Additionally, potential instances of income fraud are minimized, and the borrower experience is improved in a couple of ways. The first being a paper-free process, i.e. reducing collect paystubs, W2s and bank statements. Secondly, origination timelines are shortened, production is increased per capita, and the consumer doesn’t feel like they have been asked for the same document three or four times.
Q. How does that lender benefit also make the experience better for consumers?
A. Most consumers, especially Millennials, want a smooth and frictionless process that minimizes the burden of searching and collecting documentation to obtain a mortgage loan.
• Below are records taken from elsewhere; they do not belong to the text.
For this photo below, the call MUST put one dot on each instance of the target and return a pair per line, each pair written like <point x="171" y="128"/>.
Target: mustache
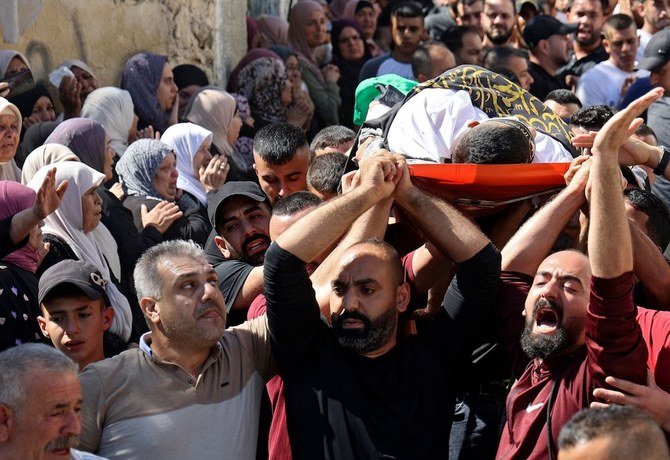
<point x="64" y="442"/>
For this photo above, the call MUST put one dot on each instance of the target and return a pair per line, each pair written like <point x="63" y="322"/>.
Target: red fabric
<point x="488" y="182"/>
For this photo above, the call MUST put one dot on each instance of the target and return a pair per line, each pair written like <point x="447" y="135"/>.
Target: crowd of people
<point x="192" y="271"/>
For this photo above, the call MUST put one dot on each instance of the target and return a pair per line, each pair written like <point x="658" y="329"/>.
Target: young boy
<point x="75" y="310"/>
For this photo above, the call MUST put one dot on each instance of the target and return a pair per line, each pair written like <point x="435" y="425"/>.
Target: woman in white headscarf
<point x="216" y="110"/>
<point x="113" y="109"/>
<point x="10" y="130"/>
<point x="199" y="173"/>
<point x="74" y="231"/>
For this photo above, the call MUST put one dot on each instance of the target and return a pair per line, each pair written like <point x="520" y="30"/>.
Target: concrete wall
<point x="104" y="33"/>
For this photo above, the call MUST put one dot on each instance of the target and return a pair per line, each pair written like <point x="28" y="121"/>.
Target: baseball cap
<point x="543" y="26"/>
<point x="78" y="273"/>
<point x="657" y="52"/>
<point x="233" y="188"/>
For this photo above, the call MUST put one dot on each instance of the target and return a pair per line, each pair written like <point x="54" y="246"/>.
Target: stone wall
<point x="104" y="33"/>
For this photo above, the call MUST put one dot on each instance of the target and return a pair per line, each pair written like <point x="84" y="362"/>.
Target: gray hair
<point x="17" y="362"/>
<point x="147" y="279"/>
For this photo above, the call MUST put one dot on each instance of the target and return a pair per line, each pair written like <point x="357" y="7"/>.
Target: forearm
<point x="531" y="244"/>
<point x="610" y="248"/>
<point x="443" y="225"/>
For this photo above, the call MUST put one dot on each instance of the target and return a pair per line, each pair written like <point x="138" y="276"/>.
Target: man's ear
<point x="150" y="309"/>
<point x="223" y="247"/>
<point x="7" y="422"/>
<point x="402" y="297"/>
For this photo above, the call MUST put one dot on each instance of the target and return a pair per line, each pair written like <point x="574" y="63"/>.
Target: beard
<point x="371" y="337"/>
<point x="546" y="346"/>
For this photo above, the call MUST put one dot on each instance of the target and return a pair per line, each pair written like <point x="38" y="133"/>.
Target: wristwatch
<point x="665" y="159"/>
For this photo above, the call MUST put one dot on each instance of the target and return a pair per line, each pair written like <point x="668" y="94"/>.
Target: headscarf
<point x="77" y="63"/>
<point x="47" y="154"/>
<point x="262" y="82"/>
<point x="214" y="109"/>
<point x="26" y="101"/>
<point x="252" y="31"/>
<point x="15" y="198"/>
<point x="34" y="137"/>
<point x="9" y="170"/>
<point x="274" y="29"/>
<point x="113" y="109"/>
<point x="296" y="31"/>
<point x="251" y="56"/>
<point x="354" y="6"/>
<point x="185" y="139"/>
<point x="141" y="77"/>
<point x="188" y="74"/>
<point x="86" y="139"/>
<point x="138" y="167"/>
<point x="6" y="57"/>
<point x="96" y="247"/>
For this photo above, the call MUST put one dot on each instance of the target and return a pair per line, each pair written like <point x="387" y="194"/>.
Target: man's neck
<point x="191" y="359"/>
<point x="583" y="51"/>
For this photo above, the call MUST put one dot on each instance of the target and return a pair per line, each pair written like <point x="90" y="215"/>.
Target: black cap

A consumer can now apply for a mortgage loan, submit minimal documentation, and get approved within minutes. The mortgage ecosystem is finally beginning to understand that with the advancement of technology, consumers can now fully realize the benefit of automation and digitalization.
Q. What do you see as the next step in the mortgage industry’s evolution to automation?
A. You can’t talk about the future without addressing the mobile experience. Mobile is here and is expected by consumers when they engage with a financial institution.
However, mobile – i.e. access to the loan application on any device — has now become table stakes. The true next step in developing the optimal loan process is workflow, leveraging all available tools to drive efficiencies, but understanding that each consumer is different.
A self-employed mortgage applicant is very different from a W2 simple income wage earner – and the workflow of the future will leverage the right levels of automation to access data that will unlock the most efficient path for every scenario, and in every origination channel.
We will see over the next few years that automation will drive workflow changes in retail, consumer direct and third party origination, as it already has in the online origination space.